First, we need to simplify the expression, $\sin A+\sin 3A+\sin 5A+\sin 7A$ and $\cos A+\cos 3A+\cos 5A+\cos 7A$. Let’s take the first expression $\sin A+\sin 3A+\sin 5A+\sin 7A$. Rearranging the terms, it can be written as $\sin A+\sin 7A+\sin 3A+\sin 5A$. Using the trigonometric property $\sin C+\sin D=2\sin \left( \dfrac{C+D}{2} \right)\sin \left( \dfrac{C-D}{2} \right)$ on the first two and next two terms of the above expression separately, we get
$\Rightarrow 2\sin \left( \dfrac{A+7A}{2} \right)\cos \left( \dfrac{A-7A}{2} \right)+2\sin \left( \dfrac{3A+5A}{2} \right)\cos \left( \dfrac{3A-5A}{2} \right)$
Simplifying the above expression, we get
$\Rightarrow 2\sin 4A\left( \cos (-3A)+\cos (-A) \right)$
Using the property $\cos (-x)=\cos x$ on the above expression, we get
$\Rightarrow 2\sin 4A\left( \cos 3A+\cos A \right)$
Now the second expression, we need to simplify is $\cos A+\cos 3A+\cos 5A+\cos 7A$. Rearranging the terms, it can be written as $\cos A+\cos 7A+\cos 3A+\cos 5A$. Using the property $\cos C+\cos D=2\cos \left( \dfrac{C+D}{2} \right)\cos \left( \dfrac{C-D}{2} \right)$ on the first two and next two terms of the above expression, we get
$\Rightarrow 2\cos \left( \dfrac{A+7A}{2} \right)\cos \left( \dfrac{A-7A}{2} \right)+2\cos \left( \dfrac{3A+5A}{2} \right)\cos \left( \dfrac{3A-5A}{2} \right)$
Simplifying the above expression, we get
$\Rightarrow 2\cos 4A\left( \cos (-3A)+\cos (-A) \right)$
Using the property $\cos (-x)=\cos x$ on the above expression, we get
$\Rightarrow 2\cos 4A\left( \cos 3A+\cos A \right)$
We are asked to prove the statement $\dfrac{\sin A+\sin 3A+\sin 5A+\sin 7A}{\cos A+\cos 3A+\cos 5A+\cos 7A}=\tan 4A$. The LHS of the statement is $\dfrac{\sin A+\sin 3A+\sin 5A+\sin 7A}{\cos A+\cos 3A+\cos 5A+\cos 7A}$, and the RHS of the statement is $\tan 4A$.
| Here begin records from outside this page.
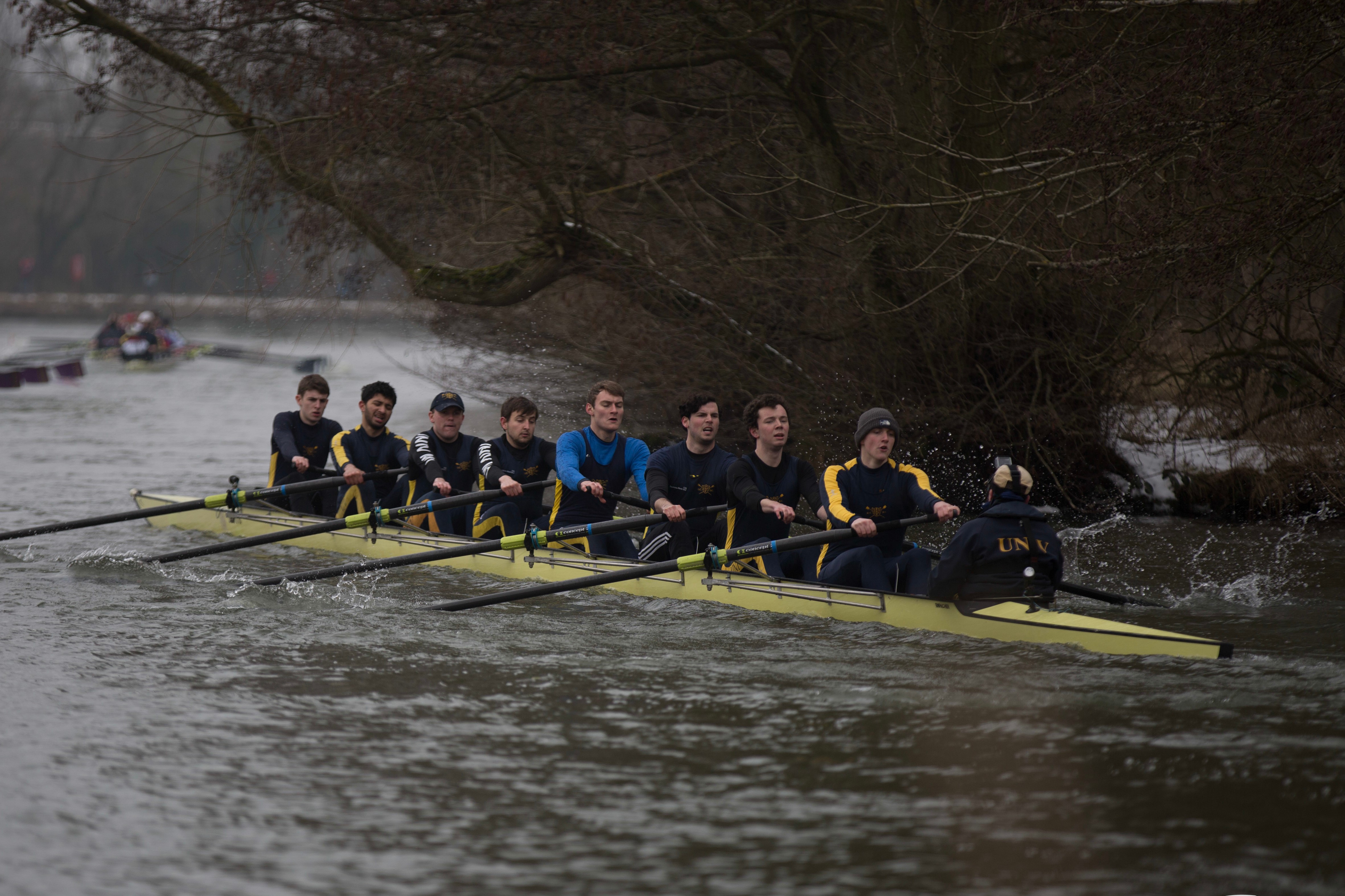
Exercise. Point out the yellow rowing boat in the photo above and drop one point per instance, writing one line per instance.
(1001, 621)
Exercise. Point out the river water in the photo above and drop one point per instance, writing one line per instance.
(161, 734)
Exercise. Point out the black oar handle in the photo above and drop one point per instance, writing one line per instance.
(1085, 591)
(711, 560)
(227, 500)
(357, 521)
(509, 543)
(551, 587)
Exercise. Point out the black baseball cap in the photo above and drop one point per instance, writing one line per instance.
(447, 400)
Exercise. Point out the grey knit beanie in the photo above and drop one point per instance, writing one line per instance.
(873, 419)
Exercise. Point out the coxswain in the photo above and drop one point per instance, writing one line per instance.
(595, 463)
(518, 458)
(871, 489)
(301, 442)
(684, 477)
(765, 489)
(446, 462)
(1009, 551)
(372, 447)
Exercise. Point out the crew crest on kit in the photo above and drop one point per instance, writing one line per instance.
(1009, 551)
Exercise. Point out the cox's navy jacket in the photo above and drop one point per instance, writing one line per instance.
(989, 555)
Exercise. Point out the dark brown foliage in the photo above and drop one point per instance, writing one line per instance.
(999, 220)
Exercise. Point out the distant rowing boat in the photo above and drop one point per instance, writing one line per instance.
(65, 359)
(1001, 621)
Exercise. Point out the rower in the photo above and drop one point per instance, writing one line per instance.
(1009, 551)
(765, 489)
(691, 474)
(520, 458)
(299, 444)
(868, 490)
(372, 447)
(446, 462)
(596, 462)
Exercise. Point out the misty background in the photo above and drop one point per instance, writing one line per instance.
(111, 202)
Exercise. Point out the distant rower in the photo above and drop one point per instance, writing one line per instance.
(1009, 551)
(691, 474)
(765, 487)
(872, 489)
(372, 447)
(596, 462)
(520, 458)
(299, 444)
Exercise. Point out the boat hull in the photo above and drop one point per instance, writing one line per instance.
(1007, 621)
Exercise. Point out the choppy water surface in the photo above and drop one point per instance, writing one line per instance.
(161, 734)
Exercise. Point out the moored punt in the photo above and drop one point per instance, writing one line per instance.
(1001, 621)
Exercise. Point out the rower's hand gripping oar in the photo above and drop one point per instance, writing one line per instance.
(533, 540)
(233, 500)
(711, 560)
(373, 518)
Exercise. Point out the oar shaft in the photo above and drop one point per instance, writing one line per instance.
(107, 518)
(357, 521)
(709, 560)
(510, 543)
(183, 506)
(551, 587)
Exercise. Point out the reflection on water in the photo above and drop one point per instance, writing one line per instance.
(171, 731)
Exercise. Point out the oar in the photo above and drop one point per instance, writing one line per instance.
(535, 539)
(1085, 591)
(711, 560)
(357, 521)
(235, 498)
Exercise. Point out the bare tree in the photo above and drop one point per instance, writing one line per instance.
(996, 217)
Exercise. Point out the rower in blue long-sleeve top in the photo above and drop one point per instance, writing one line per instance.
(594, 463)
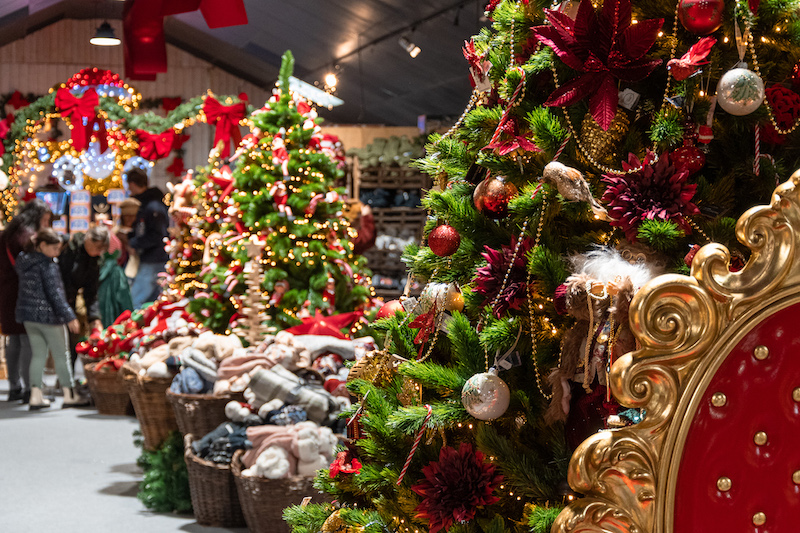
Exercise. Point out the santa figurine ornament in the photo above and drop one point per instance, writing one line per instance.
(598, 295)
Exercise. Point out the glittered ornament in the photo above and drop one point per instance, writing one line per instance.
(492, 195)
(701, 17)
(601, 143)
(485, 396)
(390, 308)
(444, 240)
(335, 524)
(688, 157)
(740, 91)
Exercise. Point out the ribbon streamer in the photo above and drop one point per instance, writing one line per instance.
(78, 109)
(416, 444)
(226, 119)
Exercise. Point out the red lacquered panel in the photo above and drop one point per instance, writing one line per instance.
(750, 436)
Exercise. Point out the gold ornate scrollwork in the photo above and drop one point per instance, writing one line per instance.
(678, 320)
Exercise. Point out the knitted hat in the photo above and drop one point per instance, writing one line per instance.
(129, 206)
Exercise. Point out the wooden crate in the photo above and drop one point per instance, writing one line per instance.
(398, 217)
(392, 178)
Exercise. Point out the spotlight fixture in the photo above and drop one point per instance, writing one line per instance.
(331, 80)
(105, 36)
(412, 49)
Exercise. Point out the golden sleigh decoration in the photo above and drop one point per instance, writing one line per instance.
(718, 374)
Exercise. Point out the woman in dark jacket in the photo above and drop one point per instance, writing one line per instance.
(18, 234)
(43, 308)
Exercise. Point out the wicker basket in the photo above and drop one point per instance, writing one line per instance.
(263, 500)
(108, 391)
(155, 414)
(199, 414)
(213, 490)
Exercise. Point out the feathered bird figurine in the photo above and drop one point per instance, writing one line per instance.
(689, 62)
(572, 186)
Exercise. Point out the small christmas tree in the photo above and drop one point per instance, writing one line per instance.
(282, 189)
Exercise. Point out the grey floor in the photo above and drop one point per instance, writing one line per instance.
(74, 471)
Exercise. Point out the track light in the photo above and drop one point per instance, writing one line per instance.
(105, 36)
(331, 80)
(412, 49)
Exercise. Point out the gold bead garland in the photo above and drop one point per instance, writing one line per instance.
(536, 243)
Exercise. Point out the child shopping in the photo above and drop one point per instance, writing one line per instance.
(42, 307)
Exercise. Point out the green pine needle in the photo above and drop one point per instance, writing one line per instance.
(541, 518)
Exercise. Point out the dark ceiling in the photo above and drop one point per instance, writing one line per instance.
(378, 80)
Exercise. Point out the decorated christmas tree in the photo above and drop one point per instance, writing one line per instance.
(277, 191)
(604, 141)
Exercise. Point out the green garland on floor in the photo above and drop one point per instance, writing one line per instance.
(165, 486)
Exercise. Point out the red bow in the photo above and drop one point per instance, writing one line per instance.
(155, 146)
(176, 168)
(77, 109)
(226, 118)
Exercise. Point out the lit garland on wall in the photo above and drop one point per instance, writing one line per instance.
(27, 156)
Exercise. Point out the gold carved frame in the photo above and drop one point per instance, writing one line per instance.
(686, 326)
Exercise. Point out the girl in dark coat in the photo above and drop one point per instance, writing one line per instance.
(18, 234)
(43, 308)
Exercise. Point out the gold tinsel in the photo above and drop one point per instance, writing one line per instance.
(602, 144)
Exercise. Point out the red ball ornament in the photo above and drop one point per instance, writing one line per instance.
(701, 17)
(390, 308)
(444, 240)
(688, 157)
(492, 195)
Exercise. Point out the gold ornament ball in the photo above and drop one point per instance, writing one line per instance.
(454, 301)
(492, 195)
(390, 308)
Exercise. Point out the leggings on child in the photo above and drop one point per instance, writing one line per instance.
(50, 338)
(18, 361)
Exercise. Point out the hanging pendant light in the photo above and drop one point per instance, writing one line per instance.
(105, 36)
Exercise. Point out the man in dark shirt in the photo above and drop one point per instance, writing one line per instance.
(149, 233)
(79, 263)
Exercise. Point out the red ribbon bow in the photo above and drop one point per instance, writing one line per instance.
(77, 109)
(155, 146)
(226, 118)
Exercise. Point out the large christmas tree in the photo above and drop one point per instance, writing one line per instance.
(603, 142)
(273, 208)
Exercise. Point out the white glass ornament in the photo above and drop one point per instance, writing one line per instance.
(67, 169)
(485, 396)
(740, 91)
(98, 165)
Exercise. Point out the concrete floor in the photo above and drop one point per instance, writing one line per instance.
(74, 471)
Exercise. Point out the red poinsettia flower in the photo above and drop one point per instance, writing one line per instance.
(344, 463)
(604, 48)
(455, 486)
(657, 191)
(512, 140)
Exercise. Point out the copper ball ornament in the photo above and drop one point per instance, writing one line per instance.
(701, 17)
(454, 300)
(390, 308)
(492, 195)
(444, 240)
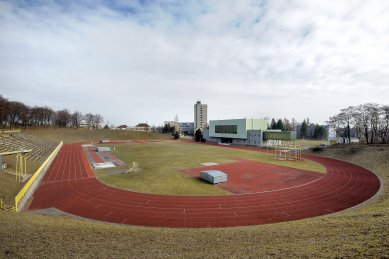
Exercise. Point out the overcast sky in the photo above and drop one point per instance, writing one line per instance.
(146, 61)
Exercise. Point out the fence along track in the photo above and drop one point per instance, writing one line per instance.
(4, 206)
(32, 184)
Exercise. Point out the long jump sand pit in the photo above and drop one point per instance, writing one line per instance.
(69, 185)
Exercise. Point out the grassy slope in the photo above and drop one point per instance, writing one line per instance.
(363, 232)
(160, 163)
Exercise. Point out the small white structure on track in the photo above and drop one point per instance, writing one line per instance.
(213, 176)
(101, 149)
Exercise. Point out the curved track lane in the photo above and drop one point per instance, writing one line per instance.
(69, 185)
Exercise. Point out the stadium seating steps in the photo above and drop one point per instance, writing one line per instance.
(41, 148)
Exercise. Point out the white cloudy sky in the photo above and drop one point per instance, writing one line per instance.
(138, 61)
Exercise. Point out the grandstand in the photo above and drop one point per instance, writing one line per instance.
(15, 141)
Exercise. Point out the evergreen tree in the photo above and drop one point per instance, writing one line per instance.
(303, 129)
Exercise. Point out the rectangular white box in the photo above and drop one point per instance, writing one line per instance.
(213, 176)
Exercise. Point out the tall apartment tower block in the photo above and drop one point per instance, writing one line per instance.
(201, 116)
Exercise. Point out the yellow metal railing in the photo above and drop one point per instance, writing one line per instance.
(4, 206)
(27, 186)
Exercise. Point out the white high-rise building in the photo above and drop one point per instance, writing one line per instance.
(201, 116)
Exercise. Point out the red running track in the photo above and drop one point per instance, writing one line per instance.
(69, 185)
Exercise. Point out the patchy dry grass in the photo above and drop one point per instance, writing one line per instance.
(358, 233)
(161, 161)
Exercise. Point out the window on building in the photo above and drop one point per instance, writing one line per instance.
(226, 129)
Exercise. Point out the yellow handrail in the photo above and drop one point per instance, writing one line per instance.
(27, 186)
(4, 206)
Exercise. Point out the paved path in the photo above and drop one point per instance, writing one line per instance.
(69, 185)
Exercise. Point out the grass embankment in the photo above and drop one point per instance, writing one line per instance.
(86, 135)
(161, 161)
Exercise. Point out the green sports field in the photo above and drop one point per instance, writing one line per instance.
(161, 162)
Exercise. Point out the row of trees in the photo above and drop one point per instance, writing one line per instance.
(304, 129)
(369, 121)
(17, 114)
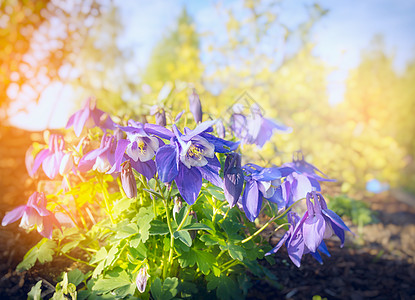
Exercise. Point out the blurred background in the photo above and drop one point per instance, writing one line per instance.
(341, 74)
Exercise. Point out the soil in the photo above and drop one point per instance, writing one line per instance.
(377, 263)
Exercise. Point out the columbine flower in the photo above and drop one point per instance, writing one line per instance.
(140, 147)
(160, 115)
(101, 159)
(66, 164)
(34, 213)
(294, 241)
(320, 222)
(195, 106)
(254, 128)
(128, 182)
(89, 116)
(260, 182)
(191, 157)
(141, 280)
(50, 158)
(233, 178)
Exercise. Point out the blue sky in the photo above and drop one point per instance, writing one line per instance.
(339, 38)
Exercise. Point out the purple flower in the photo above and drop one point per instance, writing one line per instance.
(160, 115)
(141, 280)
(294, 241)
(101, 159)
(128, 182)
(34, 213)
(140, 147)
(260, 182)
(195, 106)
(233, 178)
(320, 222)
(50, 158)
(254, 128)
(190, 157)
(89, 116)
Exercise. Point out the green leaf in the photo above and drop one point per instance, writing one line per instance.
(69, 246)
(235, 251)
(144, 218)
(75, 276)
(158, 228)
(126, 231)
(204, 260)
(184, 236)
(35, 291)
(215, 192)
(119, 282)
(196, 226)
(167, 290)
(225, 287)
(42, 251)
(99, 256)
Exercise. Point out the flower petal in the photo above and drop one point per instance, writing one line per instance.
(166, 161)
(148, 168)
(252, 200)
(189, 183)
(313, 231)
(13, 215)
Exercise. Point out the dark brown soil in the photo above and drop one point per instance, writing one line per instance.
(377, 264)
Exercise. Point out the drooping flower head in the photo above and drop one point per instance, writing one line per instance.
(128, 182)
(50, 158)
(33, 214)
(160, 115)
(141, 280)
(139, 147)
(320, 222)
(260, 182)
(294, 242)
(190, 157)
(89, 116)
(233, 178)
(101, 159)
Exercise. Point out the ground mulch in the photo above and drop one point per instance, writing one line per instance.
(378, 263)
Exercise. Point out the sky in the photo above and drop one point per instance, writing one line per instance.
(339, 39)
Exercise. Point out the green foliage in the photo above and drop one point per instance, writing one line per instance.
(166, 290)
(35, 291)
(42, 252)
Let’s simplify the LHS, the numerator of the LHS is $\sin A+\sin 3A+\sin 5A+\sin 7A$, and the denominator of the LHS is $\cos A+\cos 3A+\cos 5A+\cos 7A$. We have already simplified these expressions above, using the simplified forms of these expressions, the LHS can be expressed as
$\Rightarrow \dfrac{2\sin 4A\left( \cos 3A+\cos A \right)}{2\cos 4A\left( \cos 3A+\cos A \right)}$
Canceling out the common factors from the numerator and denominator, we get
\begin{align} & \Rightarrow \dfrac{\sin 4A}{\cos 4A} \\ & \Rightarrow \tan 4A=RHS \\ \end{align}
$\therefore LHS=RHS$
Hence, proved.

Note: To solve these types of questions, one should remember the trigonometric properties. The properties, we used to solve this problem are $\sin C+\sin D=2\sin \left( \dfrac{C+D}{2} \right)\sin \left( \dfrac{C-D}{2} \right)$ and $\cos C+\cos D=2\cos \left( \dfrac{C+D}{2} \right)\cos \left( \dfrac{C-D}{2} \right)$. If the LHS has an expression in fraction form then simplifying the numerator and denominator separately is easier to solve.